Now... I’m a tolerant man, but there are limits. Our garden is a haven for life, insect life and bird life. Mrs H introduced plants to bring bees and butterflies, and shrubs to welcome small birds.
Small birds I said!.. not big beasts like pigeons and worse... arrogant crows!
He sat, I crouched, he sat, I grabbed a small stone, he sat, I aimed, he sat... and gotcha! He hopped... but without effort.
But I’d made my point. I’d stoned the crow!
Christopher over 3 years ago
Haha. I've become somewhat of a bird watcher lately. Put two hummingbird feeders in my backyard and they've been swarming the thing! Those are some thirsty little jokers.
Jamie Clapperton over 3 years ago
If you see him again, what about patching things up by teaching him to say 'Nevermore.'
Neville Hunt over 3 years ago
Well, Janie.... I think he’s blotted his copy book well and truly by being so goddam calm about getting a flying pebble up his jacksy.
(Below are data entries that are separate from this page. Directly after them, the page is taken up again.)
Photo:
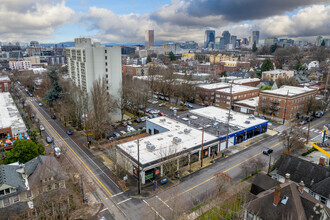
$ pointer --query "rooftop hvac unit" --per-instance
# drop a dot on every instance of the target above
(150, 146)
(187, 130)
(177, 140)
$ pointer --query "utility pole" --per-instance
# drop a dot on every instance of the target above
(228, 119)
(139, 189)
(286, 103)
(202, 154)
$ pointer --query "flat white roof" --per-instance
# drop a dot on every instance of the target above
(247, 80)
(9, 115)
(221, 115)
(4, 78)
(253, 102)
(214, 85)
(164, 143)
(293, 90)
(278, 71)
(237, 89)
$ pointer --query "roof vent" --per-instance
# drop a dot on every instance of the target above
(284, 200)
(150, 146)
(177, 140)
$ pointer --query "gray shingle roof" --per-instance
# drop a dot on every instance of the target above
(301, 170)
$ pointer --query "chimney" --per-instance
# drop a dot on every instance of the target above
(287, 178)
(301, 187)
(277, 195)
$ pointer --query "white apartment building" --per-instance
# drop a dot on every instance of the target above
(20, 65)
(88, 63)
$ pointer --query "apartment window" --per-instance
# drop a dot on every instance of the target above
(6, 202)
(16, 198)
(323, 200)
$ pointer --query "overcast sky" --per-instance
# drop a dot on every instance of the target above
(177, 20)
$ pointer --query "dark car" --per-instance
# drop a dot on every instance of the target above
(49, 140)
(267, 151)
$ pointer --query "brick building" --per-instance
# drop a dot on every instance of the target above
(206, 93)
(4, 84)
(248, 82)
(288, 100)
(237, 93)
(275, 74)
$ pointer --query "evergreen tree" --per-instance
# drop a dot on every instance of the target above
(148, 59)
(254, 47)
(323, 43)
(267, 65)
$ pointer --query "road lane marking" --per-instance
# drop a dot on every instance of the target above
(211, 178)
(117, 194)
(80, 150)
(153, 210)
(106, 189)
(123, 201)
(164, 203)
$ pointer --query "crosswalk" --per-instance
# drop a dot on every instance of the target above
(300, 139)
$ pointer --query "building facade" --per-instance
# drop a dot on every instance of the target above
(285, 103)
(149, 38)
(5, 84)
(275, 74)
(88, 63)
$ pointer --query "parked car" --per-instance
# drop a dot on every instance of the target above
(116, 134)
(49, 140)
(267, 151)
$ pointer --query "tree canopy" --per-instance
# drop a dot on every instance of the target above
(267, 65)
(23, 151)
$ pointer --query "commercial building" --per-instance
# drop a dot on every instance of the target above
(88, 63)
(275, 74)
(149, 38)
(255, 37)
(247, 82)
(4, 84)
(225, 97)
(11, 122)
(206, 93)
(135, 70)
(175, 143)
(285, 103)
(20, 65)
(209, 39)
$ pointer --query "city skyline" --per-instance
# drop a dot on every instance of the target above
(177, 20)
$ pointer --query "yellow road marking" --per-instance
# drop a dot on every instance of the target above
(74, 152)
(321, 150)
(205, 181)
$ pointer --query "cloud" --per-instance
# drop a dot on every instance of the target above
(310, 21)
(32, 19)
(240, 10)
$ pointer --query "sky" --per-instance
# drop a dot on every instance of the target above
(125, 21)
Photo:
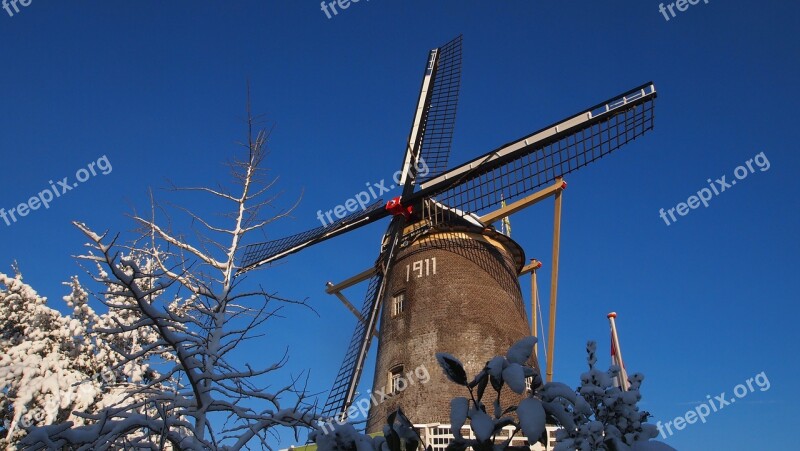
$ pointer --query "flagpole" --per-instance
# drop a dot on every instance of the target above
(623, 375)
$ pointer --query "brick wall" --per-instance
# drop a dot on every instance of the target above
(471, 307)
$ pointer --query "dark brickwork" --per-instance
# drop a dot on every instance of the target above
(471, 308)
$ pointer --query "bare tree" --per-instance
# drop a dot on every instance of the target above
(188, 295)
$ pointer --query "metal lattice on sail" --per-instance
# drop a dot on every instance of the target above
(260, 253)
(538, 159)
(437, 138)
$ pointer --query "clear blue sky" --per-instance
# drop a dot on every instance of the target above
(704, 304)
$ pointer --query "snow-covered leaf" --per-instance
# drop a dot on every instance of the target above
(452, 367)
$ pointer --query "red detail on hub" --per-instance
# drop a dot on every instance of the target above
(396, 208)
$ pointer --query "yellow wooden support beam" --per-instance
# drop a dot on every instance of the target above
(525, 202)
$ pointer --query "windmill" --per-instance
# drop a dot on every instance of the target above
(456, 206)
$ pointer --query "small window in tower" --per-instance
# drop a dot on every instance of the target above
(397, 303)
(396, 381)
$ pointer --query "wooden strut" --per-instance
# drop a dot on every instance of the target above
(331, 289)
(531, 268)
(623, 375)
(551, 336)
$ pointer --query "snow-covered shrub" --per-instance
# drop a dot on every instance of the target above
(53, 368)
(596, 416)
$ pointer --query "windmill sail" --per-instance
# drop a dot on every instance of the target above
(437, 136)
(344, 387)
(258, 254)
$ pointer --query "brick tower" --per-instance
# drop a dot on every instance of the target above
(453, 289)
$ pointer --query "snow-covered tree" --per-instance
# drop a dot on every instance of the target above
(596, 416)
(51, 365)
(188, 302)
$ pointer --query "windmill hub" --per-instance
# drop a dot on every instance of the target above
(396, 208)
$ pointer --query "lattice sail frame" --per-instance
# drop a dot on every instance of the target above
(437, 138)
(607, 127)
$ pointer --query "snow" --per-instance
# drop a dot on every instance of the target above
(521, 351)
(514, 376)
(482, 424)
(531, 418)
(459, 407)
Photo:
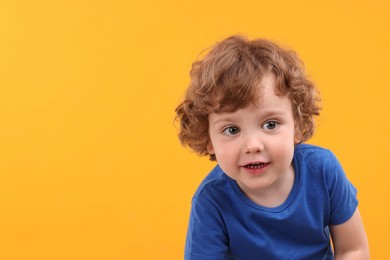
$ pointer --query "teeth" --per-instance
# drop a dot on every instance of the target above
(256, 166)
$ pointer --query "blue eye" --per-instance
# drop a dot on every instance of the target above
(231, 130)
(270, 125)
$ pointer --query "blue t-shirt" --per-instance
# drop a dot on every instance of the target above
(225, 224)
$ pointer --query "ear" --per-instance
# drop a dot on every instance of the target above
(297, 138)
(210, 149)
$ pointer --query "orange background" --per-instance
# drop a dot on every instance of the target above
(90, 166)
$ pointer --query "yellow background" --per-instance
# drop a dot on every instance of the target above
(90, 166)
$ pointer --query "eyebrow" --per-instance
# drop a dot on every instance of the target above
(232, 118)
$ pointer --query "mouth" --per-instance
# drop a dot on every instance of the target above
(257, 165)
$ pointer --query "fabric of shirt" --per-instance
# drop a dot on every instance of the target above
(225, 224)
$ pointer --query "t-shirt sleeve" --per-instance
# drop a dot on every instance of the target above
(343, 201)
(206, 235)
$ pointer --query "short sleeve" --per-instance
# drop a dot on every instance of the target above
(343, 201)
(206, 235)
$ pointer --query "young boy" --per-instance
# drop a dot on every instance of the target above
(250, 107)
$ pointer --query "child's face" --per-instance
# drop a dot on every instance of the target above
(255, 145)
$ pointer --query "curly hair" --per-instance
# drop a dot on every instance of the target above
(228, 79)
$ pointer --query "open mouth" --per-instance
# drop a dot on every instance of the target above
(256, 165)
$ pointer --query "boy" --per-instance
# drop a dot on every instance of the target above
(250, 107)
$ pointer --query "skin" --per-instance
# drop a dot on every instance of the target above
(255, 147)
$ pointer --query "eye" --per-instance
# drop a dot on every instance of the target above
(270, 125)
(231, 130)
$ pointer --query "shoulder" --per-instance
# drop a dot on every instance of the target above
(314, 154)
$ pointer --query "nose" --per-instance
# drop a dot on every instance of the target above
(253, 143)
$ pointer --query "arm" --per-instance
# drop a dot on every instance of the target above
(349, 239)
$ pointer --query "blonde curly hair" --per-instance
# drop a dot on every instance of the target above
(228, 79)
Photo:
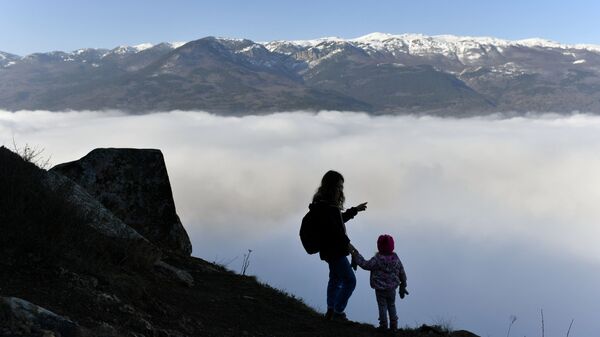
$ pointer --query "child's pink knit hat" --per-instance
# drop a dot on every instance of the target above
(385, 244)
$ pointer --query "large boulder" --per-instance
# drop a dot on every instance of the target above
(134, 185)
(19, 317)
(47, 213)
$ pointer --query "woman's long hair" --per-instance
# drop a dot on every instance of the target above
(331, 184)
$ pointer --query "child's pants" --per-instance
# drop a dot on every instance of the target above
(386, 301)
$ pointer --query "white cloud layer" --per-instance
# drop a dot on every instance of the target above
(505, 190)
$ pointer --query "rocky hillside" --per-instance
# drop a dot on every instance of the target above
(95, 248)
(377, 73)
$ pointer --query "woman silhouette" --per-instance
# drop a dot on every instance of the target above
(327, 204)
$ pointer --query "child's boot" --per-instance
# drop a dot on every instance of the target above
(394, 325)
(382, 325)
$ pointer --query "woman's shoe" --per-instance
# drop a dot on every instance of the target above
(339, 316)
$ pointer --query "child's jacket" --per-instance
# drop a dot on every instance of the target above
(387, 271)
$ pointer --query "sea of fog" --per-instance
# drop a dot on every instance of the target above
(492, 217)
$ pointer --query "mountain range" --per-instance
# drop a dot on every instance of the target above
(376, 73)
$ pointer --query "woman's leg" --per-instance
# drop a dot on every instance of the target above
(341, 284)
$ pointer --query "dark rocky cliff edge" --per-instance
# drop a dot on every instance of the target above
(79, 256)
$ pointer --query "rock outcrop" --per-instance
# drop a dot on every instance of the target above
(44, 213)
(22, 318)
(134, 185)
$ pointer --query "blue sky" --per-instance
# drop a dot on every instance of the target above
(37, 26)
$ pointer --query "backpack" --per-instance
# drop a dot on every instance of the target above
(310, 233)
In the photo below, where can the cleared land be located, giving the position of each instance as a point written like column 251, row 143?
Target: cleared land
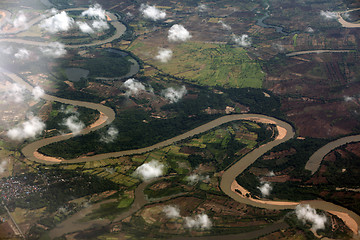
column 208, row 64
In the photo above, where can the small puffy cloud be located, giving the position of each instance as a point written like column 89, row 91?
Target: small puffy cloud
column 133, row 86
column 95, row 11
column 15, row 93
column 243, row 40
column 348, row 99
column 110, row 135
column 201, row 221
column 150, row 170
column 60, row 22
column 171, row 211
column 224, row 25
column 20, row 20
column 174, row 95
column 265, row 189
column 74, row 124
column 152, row 12
column 164, row 55
column 28, row 129
column 22, row 54
column 309, row 30
column 177, row 33
column 195, row 178
column 305, row 213
column 37, row 92
column 100, row 25
column 328, row 15
column 202, row 7
column 3, row 166
column 7, row 50
column 54, row 49
column 84, row 27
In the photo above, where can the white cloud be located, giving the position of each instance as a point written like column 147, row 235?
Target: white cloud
column 195, row 178
column 177, row 33
column 20, row 20
column 152, row 12
column 74, row 124
column 171, row 211
column 60, row 22
column 164, row 55
column 133, row 86
column 174, row 95
column 150, row 170
column 3, row 166
column 328, row 15
column 54, row 49
column 7, row 50
column 22, row 54
column 265, row 189
column 100, row 25
column 243, row 40
column 202, row 7
column 199, row 221
column 224, row 25
column 28, row 129
column 309, row 30
column 15, row 93
column 84, row 27
column 37, row 92
column 110, row 135
column 348, row 99
column 305, row 213
column 95, row 11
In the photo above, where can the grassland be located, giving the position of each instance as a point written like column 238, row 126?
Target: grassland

I think the onus is on him to apologise profusely to me and agree never to darken my lawnstep no more!
Neville Hunt over 3 years ago
...I mean to say... he was so.... ..... disdainful!
Andrew Pettigrew over 3 years ago
Haha! I'm not a big fan of 'em either, since they keep dive bombing my trampoline every single day! As though it wasn't bad enough having two dogs leave their little gifts right at the bottom of the ladder (and being blind, that's no laughing matter...).